Parliaments across the 17-nation currency union must ratify the fund before it becomes available to counter the financial crisis spawned in Greece. Until it receives 90 percent of its expected capital allotment, officials must turn to the temporary European Financial Stability Facility, a 440 billion-euro fund with 240 billion euros available.
The start date depends mainly on the outcome in Germany, where lawmakers may vote as late as the first week of July. Considering the national approvals required, euro officials hope the July 9 target date will hold, said the official, who declined to be named because the planning isn’t public.

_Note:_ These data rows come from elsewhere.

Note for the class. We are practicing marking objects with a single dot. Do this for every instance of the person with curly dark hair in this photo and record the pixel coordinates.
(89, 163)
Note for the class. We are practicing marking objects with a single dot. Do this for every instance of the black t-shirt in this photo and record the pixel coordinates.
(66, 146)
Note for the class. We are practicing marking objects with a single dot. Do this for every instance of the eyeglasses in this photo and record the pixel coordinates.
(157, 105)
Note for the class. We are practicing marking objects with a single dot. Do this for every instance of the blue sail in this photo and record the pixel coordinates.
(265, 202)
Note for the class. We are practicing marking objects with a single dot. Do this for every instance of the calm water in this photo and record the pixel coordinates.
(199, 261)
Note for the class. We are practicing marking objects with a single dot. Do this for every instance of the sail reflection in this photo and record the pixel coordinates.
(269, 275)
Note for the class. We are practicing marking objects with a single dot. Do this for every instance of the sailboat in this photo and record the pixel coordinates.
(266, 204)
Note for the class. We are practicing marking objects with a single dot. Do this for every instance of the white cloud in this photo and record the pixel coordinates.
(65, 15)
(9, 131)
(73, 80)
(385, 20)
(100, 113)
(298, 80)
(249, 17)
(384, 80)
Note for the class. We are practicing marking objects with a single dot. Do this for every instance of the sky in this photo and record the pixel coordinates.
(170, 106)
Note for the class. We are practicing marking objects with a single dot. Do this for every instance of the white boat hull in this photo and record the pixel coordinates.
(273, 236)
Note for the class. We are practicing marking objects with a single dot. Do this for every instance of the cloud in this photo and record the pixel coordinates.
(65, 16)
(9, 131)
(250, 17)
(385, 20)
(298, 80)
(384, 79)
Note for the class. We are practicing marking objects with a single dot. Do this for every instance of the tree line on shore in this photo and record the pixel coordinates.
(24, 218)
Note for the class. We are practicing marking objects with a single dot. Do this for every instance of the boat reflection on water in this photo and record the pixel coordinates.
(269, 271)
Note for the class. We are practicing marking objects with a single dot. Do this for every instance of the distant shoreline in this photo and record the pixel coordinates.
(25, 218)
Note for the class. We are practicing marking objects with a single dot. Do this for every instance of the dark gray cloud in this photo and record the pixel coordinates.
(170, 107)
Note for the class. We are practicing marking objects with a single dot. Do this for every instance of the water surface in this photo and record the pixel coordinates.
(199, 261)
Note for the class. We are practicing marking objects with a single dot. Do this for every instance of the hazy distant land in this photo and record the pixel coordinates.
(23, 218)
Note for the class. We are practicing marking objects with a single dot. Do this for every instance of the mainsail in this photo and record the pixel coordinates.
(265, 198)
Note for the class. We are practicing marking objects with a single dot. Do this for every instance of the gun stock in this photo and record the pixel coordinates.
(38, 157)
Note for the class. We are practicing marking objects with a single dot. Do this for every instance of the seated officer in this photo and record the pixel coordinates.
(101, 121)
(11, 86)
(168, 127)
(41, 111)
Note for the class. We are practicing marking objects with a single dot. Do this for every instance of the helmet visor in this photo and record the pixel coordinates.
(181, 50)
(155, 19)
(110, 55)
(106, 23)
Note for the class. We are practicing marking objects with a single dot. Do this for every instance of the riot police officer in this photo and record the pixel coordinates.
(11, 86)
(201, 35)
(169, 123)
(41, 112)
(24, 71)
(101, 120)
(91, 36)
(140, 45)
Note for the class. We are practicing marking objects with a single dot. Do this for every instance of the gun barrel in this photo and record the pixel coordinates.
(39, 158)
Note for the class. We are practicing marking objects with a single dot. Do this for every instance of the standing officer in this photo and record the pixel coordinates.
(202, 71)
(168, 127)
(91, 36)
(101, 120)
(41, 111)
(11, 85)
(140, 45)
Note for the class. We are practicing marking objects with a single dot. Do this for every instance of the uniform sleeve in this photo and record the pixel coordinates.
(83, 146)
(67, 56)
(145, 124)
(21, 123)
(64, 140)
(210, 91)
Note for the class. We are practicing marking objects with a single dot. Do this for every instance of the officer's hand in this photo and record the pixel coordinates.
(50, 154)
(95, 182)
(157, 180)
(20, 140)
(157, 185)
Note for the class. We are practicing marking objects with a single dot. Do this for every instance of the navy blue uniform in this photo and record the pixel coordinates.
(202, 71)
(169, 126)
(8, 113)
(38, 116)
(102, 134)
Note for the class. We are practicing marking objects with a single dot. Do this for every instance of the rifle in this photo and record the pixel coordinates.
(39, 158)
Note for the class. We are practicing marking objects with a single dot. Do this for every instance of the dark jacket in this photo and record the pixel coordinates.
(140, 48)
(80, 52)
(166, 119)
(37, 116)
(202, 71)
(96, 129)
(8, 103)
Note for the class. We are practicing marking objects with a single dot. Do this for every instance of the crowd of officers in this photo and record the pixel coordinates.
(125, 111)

The ESM is the centerpiece of Europe’s $1 trillion firewall to stave off financial contagion from the debt crisis that has wreaked havoc on markets and pushed Greece, Portugal and Ireland to seek bailouts. The ESM represents the euro area’s capacity for further aid programs, since the rest of the firewall is made up of 300 billion euros already committed to the rescue effort.
It’s been a self-reinforcing and seeming interminable bailout-crisis-bailout-crisis feedback loop.
As the French would say “plus ça change, plus c'est la même chose”.
The key question is will the market see this as “enough” to temporarily stanch the hemorrhage? We will see.